With much of the country having been battered for the last couple of days by storms and torrential rain, summer seems but a distant memory. So I’ve been cheering myself up by looking through the photos from Natalie’s and my recent trip to Jersey, our first (but definitely not last) visit to the Channel Islands.
We hadn’t had time for a summer holiday, so we decided to take a short midweek break. With flights and guest house booked, we got our skates on and headed south. As luck would have it, we’d chosen one of the sunniest weeks of the year. And the kids had already gone back to school, so things were nice and quiet, too.
We started off by having a look around St. Helier, the main town on the island and where we were staying for the duration of our visit. Here’s proof that we were there…
While one could be forgiven for thinking that Jersey is little more than a tax haven for the uber-rich, it has quite a significant maritime heritage. It also has a very excellent maritime museum, with a wide range of interactive exhibits highlighting the island’s close links to the sea. Adjoining the maritime museum is the, erm, tapestry museum. Not so much my cup of tea, to be honest, but OK if you’re into that kind of thing. I suppose.
Around the marina, whoever comes up with such things had been very busy developing some rather inspired maritime-related art. All along one side of the harbour, for example, were stone panels illustrating the Beaufort wind scale. Also making an appearance at various points were Morse code, international code flags, semaphore and the names of famous ships built in the boatyards that have long since been replaced by a shopping arcade.

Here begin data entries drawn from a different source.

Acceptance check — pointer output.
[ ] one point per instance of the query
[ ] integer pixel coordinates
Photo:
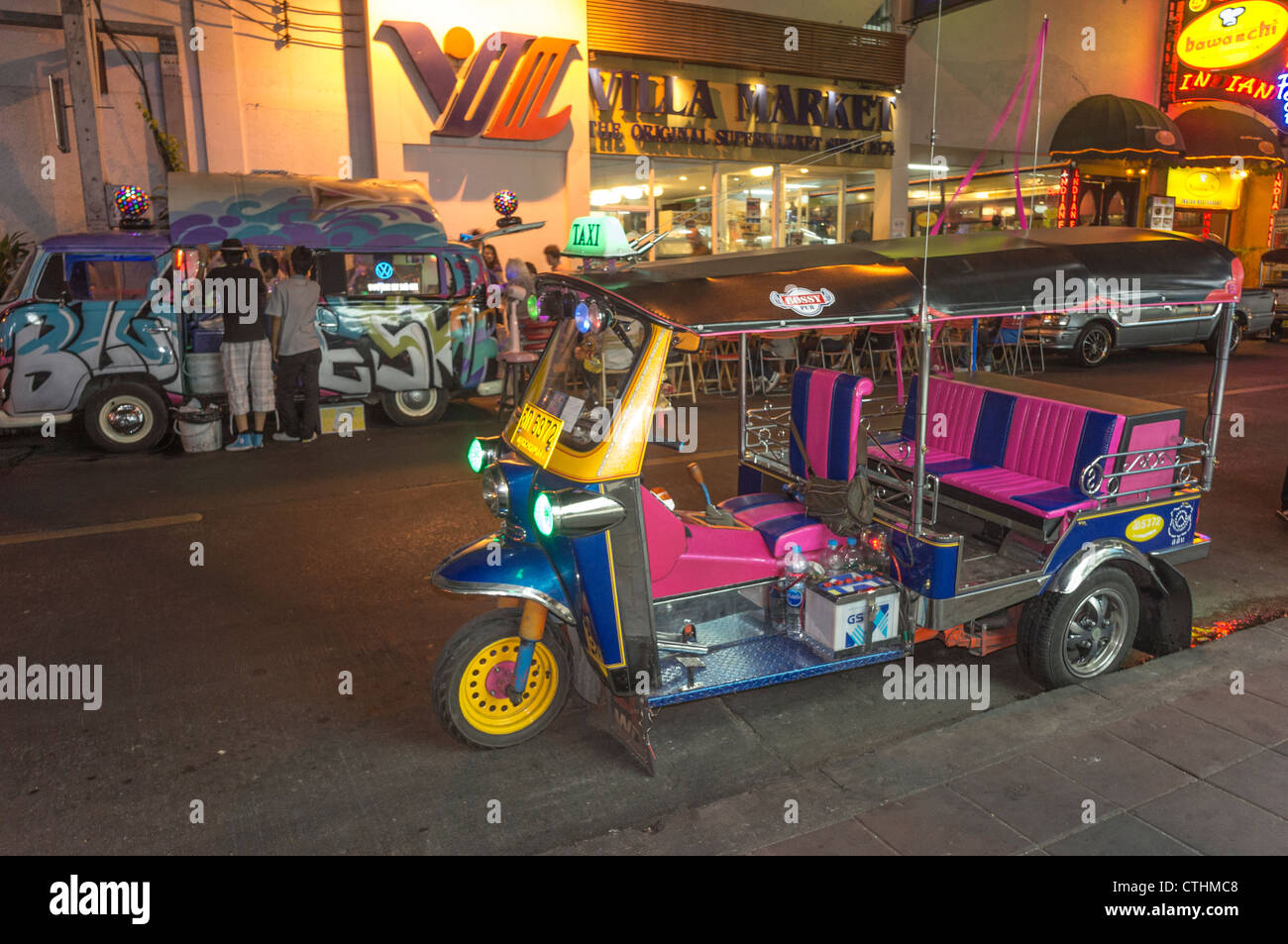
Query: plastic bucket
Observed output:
(198, 429)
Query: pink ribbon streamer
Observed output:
(1028, 76)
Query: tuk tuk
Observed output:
(1001, 510)
(116, 327)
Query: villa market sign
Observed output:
(648, 114)
(1229, 52)
(501, 89)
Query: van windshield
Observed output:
(588, 372)
(20, 278)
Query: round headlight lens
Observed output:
(496, 491)
(544, 514)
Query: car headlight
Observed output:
(496, 491)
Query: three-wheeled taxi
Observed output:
(1003, 510)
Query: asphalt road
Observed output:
(220, 682)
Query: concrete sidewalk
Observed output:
(1164, 756)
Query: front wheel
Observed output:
(471, 679)
(125, 416)
(1069, 638)
(415, 407)
(1094, 344)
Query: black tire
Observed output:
(125, 416)
(1043, 640)
(1235, 339)
(498, 630)
(1094, 344)
(415, 407)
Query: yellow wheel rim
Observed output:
(482, 697)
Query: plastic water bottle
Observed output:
(794, 590)
(851, 554)
(833, 561)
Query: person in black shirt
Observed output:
(237, 291)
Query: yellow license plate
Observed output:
(536, 434)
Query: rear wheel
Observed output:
(125, 416)
(415, 407)
(471, 679)
(1069, 638)
(1094, 344)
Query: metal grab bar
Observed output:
(1158, 459)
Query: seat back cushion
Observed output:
(956, 403)
(825, 411)
(993, 428)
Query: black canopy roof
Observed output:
(871, 282)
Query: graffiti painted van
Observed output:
(99, 326)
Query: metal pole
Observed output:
(78, 39)
(742, 395)
(918, 472)
(1214, 424)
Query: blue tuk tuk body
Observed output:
(1005, 510)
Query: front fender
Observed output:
(494, 566)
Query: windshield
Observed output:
(18, 281)
(590, 361)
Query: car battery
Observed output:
(853, 613)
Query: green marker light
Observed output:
(544, 515)
(476, 456)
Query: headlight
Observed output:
(496, 491)
(575, 513)
(483, 452)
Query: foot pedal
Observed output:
(691, 665)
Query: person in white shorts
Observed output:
(246, 352)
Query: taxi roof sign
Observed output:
(597, 237)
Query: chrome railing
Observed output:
(1177, 459)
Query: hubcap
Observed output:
(124, 419)
(482, 693)
(417, 402)
(1095, 346)
(1096, 633)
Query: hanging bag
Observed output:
(845, 507)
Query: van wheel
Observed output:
(1235, 338)
(125, 416)
(1069, 638)
(472, 674)
(1094, 344)
(415, 407)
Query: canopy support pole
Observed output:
(742, 395)
(918, 472)
(1214, 424)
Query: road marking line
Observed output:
(27, 537)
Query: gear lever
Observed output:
(712, 514)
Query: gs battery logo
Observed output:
(1144, 528)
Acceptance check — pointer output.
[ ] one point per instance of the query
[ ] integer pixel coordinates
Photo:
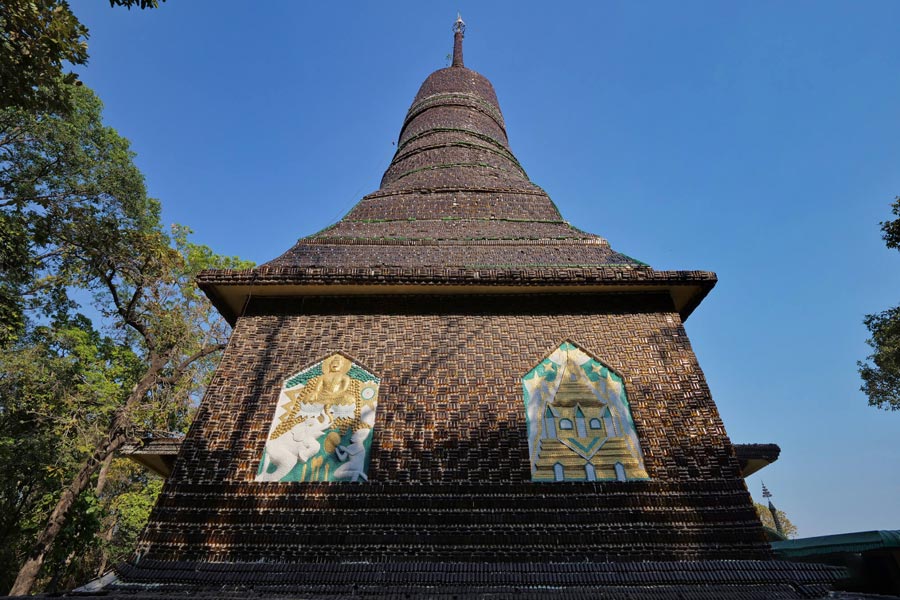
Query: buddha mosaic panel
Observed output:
(579, 422)
(322, 429)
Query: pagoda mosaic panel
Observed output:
(322, 428)
(579, 422)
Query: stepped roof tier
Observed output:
(398, 413)
(455, 209)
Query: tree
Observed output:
(36, 38)
(789, 529)
(881, 376)
(79, 388)
(64, 177)
(146, 289)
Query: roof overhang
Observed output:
(156, 454)
(753, 457)
(230, 291)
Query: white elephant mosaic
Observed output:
(322, 429)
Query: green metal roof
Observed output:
(861, 541)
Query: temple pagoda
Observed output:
(452, 392)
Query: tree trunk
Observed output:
(117, 436)
(104, 556)
(101, 478)
(29, 571)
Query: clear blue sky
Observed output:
(759, 140)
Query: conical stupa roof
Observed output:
(455, 207)
(456, 192)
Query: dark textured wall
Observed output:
(451, 403)
(449, 475)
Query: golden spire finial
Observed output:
(459, 29)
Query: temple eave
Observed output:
(230, 290)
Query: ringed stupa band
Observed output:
(452, 392)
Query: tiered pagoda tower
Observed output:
(453, 392)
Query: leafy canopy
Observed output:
(881, 371)
(82, 237)
(37, 37)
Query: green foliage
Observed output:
(788, 528)
(36, 37)
(81, 237)
(67, 182)
(881, 372)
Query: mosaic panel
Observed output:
(579, 422)
(322, 429)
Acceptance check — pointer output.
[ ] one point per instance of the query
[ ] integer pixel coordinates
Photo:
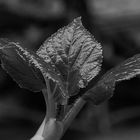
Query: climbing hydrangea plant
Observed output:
(66, 62)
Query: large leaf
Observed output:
(25, 67)
(105, 87)
(75, 54)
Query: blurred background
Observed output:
(115, 24)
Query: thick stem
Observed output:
(72, 113)
(53, 130)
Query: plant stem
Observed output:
(50, 103)
(69, 117)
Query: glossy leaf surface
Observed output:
(75, 54)
(25, 67)
(105, 87)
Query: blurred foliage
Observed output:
(30, 22)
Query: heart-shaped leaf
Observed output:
(103, 90)
(25, 66)
(75, 54)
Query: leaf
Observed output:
(24, 66)
(103, 90)
(75, 54)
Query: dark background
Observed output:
(115, 24)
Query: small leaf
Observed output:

As the afternoon drew on, we hopped on a bus to St. Brelade, a small town towards the western end of the island. It was a cracker of a day and the long, sandy beach was particularly appealing. But for once, rather than just loafing around on the sand, I was looking for something in particular. I’d read in a guidebook about an old parish church at the foot of the town (on the right in the photo below) and had been attracted in particular by the description of the old fisherman’s chapel next door.

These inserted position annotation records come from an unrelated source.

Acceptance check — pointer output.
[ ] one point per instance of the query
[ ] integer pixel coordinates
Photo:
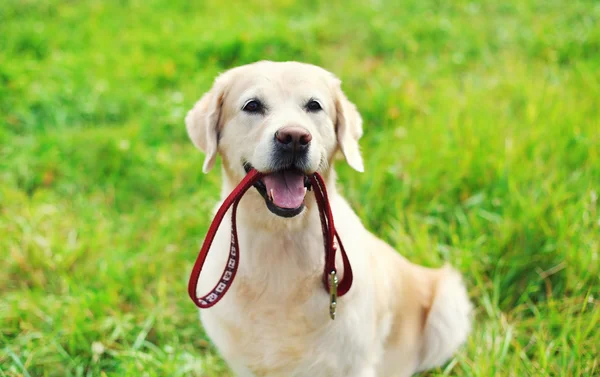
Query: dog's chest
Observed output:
(275, 320)
(301, 340)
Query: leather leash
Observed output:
(333, 286)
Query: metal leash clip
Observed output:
(333, 283)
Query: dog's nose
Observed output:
(293, 138)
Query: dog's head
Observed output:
(286, 120)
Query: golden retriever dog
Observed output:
(288, 120)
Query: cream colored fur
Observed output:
(398, 318)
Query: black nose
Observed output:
(293, 139)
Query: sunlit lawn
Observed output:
(481, 145)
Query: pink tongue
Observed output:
(288, 188)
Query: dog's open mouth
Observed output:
(283, 190)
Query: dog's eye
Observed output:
(253, 106)
(313, 106)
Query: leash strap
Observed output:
(329, 233)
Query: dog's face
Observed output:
(286, 120)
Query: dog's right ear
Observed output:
(202, 122)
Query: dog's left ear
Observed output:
(202, 122)
(348, 128)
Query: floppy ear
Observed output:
(349, 129)
(202, 123)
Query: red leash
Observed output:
(330, 279)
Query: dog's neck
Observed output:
(294, 245)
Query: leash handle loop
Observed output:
(233, 199)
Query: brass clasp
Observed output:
(333, 283)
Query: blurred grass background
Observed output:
(481, 132)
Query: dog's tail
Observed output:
(448, 322)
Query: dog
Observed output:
(288, 120)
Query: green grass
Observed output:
(482, 133)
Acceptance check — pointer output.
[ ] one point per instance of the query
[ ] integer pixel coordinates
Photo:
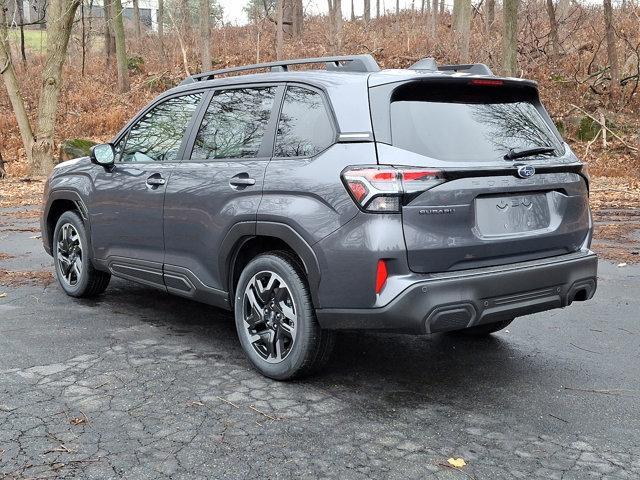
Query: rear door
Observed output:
(491, 209)
(219, 185)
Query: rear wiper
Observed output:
(529, 152)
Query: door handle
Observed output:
(242, 180)
(155, 180)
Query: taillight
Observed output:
(382, 188)
(381, 276)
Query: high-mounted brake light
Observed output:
(486, 82)
(381, 189)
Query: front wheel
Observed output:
(74, 270)
(276, 321)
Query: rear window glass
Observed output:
(463, 126)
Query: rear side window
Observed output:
(467, 124)
(157, 136)
(304, 127)
(234, 124)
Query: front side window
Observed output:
(234, 124)
(158, 134)
(304, 128)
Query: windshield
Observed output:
(458, 131)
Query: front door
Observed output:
(127, 201)
(219, 186)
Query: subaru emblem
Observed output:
(526, 171)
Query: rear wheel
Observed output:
(486, 329)
(276, 321)
(74, 270)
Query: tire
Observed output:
(70, 244)
(276, 320)
(486, 329)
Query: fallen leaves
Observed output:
(14, 278)
(457, 462)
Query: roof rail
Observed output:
(347, 63)
(472, 68)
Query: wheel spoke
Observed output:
(256, 314)
(270, 317)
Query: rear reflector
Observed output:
(381, 276)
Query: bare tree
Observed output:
(12, 85)
(433, 19)
(298, 18)
(121, 47)
(335, 24)
(279, 27)
(464, 27)
(510, 37)
(490, 16)
(136, 19)
(160, 25)
(109, 39)
(612, 52)
(553, 29)
(39, 147)
(205, 34)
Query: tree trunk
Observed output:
(205, 34)
(455, 15)
(61, 14)
(510, 37)
(553, 30)
(490, 17)
(136, 19)
(13, 87)
(3, 172)
(160, 26)
(612, 52)
(465, 30)
(109, 40)
(279, 32)
(335, 24)
(298, 18)
(121, 47)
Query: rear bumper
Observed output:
(455, 301)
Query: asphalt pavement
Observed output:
(138, 384)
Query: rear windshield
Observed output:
(467, 124)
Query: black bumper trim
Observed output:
(477, 297)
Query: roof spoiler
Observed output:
(471, 68)
(346, 63)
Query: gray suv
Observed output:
(422, 200)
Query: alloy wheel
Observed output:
(270, 318)
(69, 254)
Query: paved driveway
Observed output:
(138, 384)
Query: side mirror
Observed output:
(103, 154)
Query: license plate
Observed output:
(512, 214)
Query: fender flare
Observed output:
(241, 232)
(62, 194)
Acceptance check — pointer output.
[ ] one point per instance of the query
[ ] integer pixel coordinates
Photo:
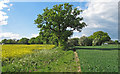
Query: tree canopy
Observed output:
(99, 37)
(57, 19)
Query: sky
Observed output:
(17, 17)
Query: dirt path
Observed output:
(77, 61)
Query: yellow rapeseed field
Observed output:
(19, 50)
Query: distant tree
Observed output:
(32, 41)
(38, 40)
(23, 41)
(99, 37)
(85, 41)
(110, 42)
(4, 41)
(58, 19)
(73, 42)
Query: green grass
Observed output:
(98, 60)
(54, 60)
(103, 46)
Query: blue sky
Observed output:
(21, 16)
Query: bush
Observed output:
(73, 42)
(96, 42)
(110, 42)
(85, 41)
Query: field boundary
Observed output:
(77, 61)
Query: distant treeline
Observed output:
(34, 40)
(98, 38)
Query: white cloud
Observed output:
(9, 35)
(101, 15)
(9, 9)
(84, 35)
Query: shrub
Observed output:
(85, 41)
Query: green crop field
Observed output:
(101, 59)
(37, 58)
(48, 58)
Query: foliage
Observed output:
(9, 41)
(98, 60)
(66, 17)
(23, 41)
(99, 37)
(85, 41)
(73, 42)
(54, 60)
(32, 41)
(38, 40)
(110, 42)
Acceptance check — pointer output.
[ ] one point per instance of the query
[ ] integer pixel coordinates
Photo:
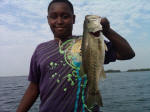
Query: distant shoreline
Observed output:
(130, 70)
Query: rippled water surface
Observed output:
(121, 92)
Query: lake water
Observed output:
(121, 92)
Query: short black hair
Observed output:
(64, 1)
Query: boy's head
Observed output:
(63, 1)
(61, 18)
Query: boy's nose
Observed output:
(59, 20)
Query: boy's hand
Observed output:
(105, 25)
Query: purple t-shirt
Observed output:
(58, 82)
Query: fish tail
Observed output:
(94, 99)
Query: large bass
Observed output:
(93, 54)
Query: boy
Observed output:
(51, 77)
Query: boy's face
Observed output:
(61, 20)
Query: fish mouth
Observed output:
(95, 34)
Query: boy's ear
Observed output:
(74, 17)
(48, 20)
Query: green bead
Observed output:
(58, 81)
(65, 89)
(51, 63)
(72, 83)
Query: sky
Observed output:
(23, 25)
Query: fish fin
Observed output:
(94, 99)
(102, 74)
(105, 47)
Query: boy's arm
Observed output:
(29, 98)
(121, 46)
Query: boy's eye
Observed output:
(65, 16)
(52, 16)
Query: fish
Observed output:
(93, 54)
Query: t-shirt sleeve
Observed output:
(110, 54)
(34, 73)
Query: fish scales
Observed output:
(93, 54)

There’s a strong bond between fishing communities and the church. Anyone who regularly sets out in small boats will know just how vast and unpredictable the sea is. And anyone who has ever wandered around the graveyard in a coastal town will know just how many seafarers go out but don’t come back. Faith – and superstition, too – is part of everyday life.

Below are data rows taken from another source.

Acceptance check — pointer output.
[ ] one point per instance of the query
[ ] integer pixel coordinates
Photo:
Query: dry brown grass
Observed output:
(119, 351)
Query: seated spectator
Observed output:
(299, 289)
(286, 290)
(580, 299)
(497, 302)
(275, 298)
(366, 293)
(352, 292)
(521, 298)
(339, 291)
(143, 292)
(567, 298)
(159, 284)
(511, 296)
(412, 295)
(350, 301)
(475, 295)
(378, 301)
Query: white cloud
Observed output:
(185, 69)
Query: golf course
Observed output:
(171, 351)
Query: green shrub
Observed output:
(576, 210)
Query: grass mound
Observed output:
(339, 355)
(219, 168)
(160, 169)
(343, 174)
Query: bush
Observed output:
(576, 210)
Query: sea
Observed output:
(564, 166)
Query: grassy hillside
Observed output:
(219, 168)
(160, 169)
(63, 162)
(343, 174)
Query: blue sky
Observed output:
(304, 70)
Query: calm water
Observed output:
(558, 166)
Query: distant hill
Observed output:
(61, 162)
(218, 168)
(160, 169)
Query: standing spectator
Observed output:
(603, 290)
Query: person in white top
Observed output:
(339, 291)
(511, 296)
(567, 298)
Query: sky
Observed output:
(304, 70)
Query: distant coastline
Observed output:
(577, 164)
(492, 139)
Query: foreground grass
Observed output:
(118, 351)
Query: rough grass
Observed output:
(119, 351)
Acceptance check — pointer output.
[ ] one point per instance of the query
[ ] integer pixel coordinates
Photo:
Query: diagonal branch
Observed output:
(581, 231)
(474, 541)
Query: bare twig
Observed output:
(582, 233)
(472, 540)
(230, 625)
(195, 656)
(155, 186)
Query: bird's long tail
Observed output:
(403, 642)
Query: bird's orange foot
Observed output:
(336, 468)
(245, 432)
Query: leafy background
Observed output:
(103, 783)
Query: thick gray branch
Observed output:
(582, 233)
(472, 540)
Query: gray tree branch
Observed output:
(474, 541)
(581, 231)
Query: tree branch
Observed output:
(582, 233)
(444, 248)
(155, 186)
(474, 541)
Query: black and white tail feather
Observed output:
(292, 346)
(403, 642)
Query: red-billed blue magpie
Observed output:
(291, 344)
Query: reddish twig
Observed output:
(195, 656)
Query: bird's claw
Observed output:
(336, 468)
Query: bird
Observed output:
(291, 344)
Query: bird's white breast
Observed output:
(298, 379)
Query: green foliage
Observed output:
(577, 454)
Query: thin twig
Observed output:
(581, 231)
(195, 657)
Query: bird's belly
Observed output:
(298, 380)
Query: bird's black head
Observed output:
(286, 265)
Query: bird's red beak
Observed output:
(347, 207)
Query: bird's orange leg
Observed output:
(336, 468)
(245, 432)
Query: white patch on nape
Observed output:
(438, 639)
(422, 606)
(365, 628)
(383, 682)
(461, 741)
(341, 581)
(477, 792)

Anyway, here’s the chapel. Simple, I’d agree, yet all the more powerful because of it.
Outside, meanwhile, the sun continued to shine. And both the sea and the sky were such a vibrant blue, I seriously considered taking up banking and moving over permanently. (But don’t worry, the temptation was short-lived and my conscience soon regained control.)
Here’s looking the other way along the beach, back towards St. Brelade. For future reference, you can hire kayaks and paddleboards here.
Anyway, it was getting on time-wise by now, so we took the bus back to St. Aubin, half way between St. Brelade and St. Helier, and had dinner overlooking the harbour there. And after dinner, as the sun started to set, we wandered slowly along the promenade back towards St. Helier.
While the tourists headed to their hotels or hit the bars, the locals came out to walk their dogs or to jog along the beach. After a hectic day of financial wheeling and dealing, it was as if the island was taking a deep breath and settling in for the night. Which, on our arrival back at our hotel, is exactly what we did.